The bill, which was introduced on Tuesday by House Majority Leader Kevin McCarthy, would make it a crime to perform or attempt to perform an abortion after 20 weeks of pregnancy. Individuals who do so could face a fine and up to a five-year prison sentence. Women who attempt to have the procedure after 20 weeks, however, would not be punished.
According to McCarthy, the bill is intended to "protect those children who science has proven can feel pain, and give them a chance to grow and live full and happy lives," he said in a statement. "We have an obligation to speak and defend for those who can’t speak for themselves."
As the name of the bill suggests, McCarthy, and other anti-choice supporters of the legislation, argue that fetuses can begin to feel pain at 20 weeks; however, the science on this subject is murky. No scientific consensus on the topic has yet been reached, and some researchers have suggested that 20-week-old fetuses have not yet developed the neurological wiring that is necessary to feel pain. One 2005 study even suggests that fetuses can't feel pain until around the third trimester.
This hasn't stopped the GOP from introducing similar legislation in the past. A bill that would ban abortion at 20 weeks passed the House of Representatives in 2013, but failed to gain the support needed to pass the Senate. Ultimately, this could be the same fate of the new iteration of the bill.

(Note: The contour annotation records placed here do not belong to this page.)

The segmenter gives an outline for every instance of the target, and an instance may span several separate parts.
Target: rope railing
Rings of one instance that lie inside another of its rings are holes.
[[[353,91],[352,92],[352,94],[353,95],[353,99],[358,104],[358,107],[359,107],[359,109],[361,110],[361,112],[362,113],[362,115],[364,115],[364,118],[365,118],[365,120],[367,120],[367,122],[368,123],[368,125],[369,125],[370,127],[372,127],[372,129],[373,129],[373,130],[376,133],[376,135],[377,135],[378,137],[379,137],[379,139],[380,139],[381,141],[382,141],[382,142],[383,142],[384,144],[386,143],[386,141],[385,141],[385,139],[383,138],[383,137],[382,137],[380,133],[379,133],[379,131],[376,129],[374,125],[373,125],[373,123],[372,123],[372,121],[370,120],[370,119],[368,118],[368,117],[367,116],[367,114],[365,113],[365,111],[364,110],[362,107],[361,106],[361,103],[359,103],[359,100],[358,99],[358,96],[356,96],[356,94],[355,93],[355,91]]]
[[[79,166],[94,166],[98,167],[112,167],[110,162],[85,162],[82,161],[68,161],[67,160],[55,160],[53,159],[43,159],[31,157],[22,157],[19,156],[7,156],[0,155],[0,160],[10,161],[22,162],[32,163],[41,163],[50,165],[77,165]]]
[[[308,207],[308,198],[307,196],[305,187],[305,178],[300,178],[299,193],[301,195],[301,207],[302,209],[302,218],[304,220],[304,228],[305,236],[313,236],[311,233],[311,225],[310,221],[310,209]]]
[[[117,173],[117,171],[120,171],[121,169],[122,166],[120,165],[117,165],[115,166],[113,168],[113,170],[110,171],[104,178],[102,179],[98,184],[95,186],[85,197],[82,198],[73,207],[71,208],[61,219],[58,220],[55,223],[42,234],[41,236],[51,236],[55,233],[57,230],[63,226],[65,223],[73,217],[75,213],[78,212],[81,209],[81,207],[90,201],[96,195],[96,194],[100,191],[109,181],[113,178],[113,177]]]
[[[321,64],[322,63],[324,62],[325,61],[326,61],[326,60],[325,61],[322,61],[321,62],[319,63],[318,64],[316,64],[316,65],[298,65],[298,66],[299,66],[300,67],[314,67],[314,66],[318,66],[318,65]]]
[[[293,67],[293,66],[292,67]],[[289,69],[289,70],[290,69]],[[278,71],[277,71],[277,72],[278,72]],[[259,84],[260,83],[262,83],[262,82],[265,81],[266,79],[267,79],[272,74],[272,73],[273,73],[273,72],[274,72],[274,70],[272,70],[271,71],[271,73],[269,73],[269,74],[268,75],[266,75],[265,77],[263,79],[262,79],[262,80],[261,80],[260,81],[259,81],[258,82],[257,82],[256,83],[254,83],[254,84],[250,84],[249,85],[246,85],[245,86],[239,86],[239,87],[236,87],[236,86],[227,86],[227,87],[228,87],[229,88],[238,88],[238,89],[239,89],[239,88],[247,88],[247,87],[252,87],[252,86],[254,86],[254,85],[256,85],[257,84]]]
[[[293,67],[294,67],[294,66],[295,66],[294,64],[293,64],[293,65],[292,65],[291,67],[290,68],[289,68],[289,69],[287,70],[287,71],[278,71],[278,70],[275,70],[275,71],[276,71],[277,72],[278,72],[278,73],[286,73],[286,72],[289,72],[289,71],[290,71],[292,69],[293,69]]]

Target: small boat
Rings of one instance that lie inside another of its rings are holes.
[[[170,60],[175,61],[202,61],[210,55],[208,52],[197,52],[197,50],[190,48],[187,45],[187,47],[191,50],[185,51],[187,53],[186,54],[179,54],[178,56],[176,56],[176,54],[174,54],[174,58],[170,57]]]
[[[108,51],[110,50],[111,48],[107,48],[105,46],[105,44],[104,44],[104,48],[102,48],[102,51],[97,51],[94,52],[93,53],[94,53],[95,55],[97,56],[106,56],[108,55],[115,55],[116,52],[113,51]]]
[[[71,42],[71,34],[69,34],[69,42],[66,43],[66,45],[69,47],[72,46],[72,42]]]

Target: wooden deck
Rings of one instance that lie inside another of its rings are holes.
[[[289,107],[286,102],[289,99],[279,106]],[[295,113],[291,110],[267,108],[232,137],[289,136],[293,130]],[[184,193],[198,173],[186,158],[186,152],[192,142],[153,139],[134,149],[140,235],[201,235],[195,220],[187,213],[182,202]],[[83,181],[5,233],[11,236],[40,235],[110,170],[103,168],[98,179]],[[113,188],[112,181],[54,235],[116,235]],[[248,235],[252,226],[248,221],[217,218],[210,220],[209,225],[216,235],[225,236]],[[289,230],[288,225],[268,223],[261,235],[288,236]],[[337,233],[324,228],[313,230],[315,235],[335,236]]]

While the 2017 Pain-Capable Unborn Child Protection Act has the support of most House Republicans, and has already been endorsed by President Trump, it faces major opposition in the Senate. The bill would require 60 votes to pass; however, Senate Republican only control 52 seats, and an overwhelming majority of Democrats oppose the bill.
Still, the legislation will move forward through the House over the next few days, and it will be brought to the House floor for a vote on Tuesday.
Currently, 20-week abortion bans exist in a number of states across the country, including in Texas, Kansas, North Carolina, and Oklahoma. However, given that some representatives are seeking to expand these restrictions nationwide, these laws can have serious implications for women and their reproductive rights.
According to a 2009 study by the Centers for Disease Control, less than 2 percent of abortions are performed after 20 weeks of gestation nationwide. But laws that prohibit them, according to some legal analysts, undermine key provisions of Roe v. Wade, which state that a fetus isn't "viable," or capable of living on its own outside the womb, until after 24 weeks.
Additionally, late-term abortions that occur after 20 weeks are often rare because they only occur in complex circumstances. Typically, they only occur when severe fetal abnormalities are detected, or when the mother's health is being compromised. According to Planned Parenthood, criminalizing doctors who attempt to perform an abortion in one of these complicated scenarios makes it nearly impossible for women to get the best health care possible, and this can often have serious and life-threatening implications.
While the Pain-Capable Unborn Child Protection Act doesn't seem to have a very good shot at becoming a law, the legislation does serve as a reminder of what House Republicans are prioritizing as we move toward midterm elections, and a reminder of the very real possibility that similar laws that threaten access to safe and affordable women's health care may emerge in the near future.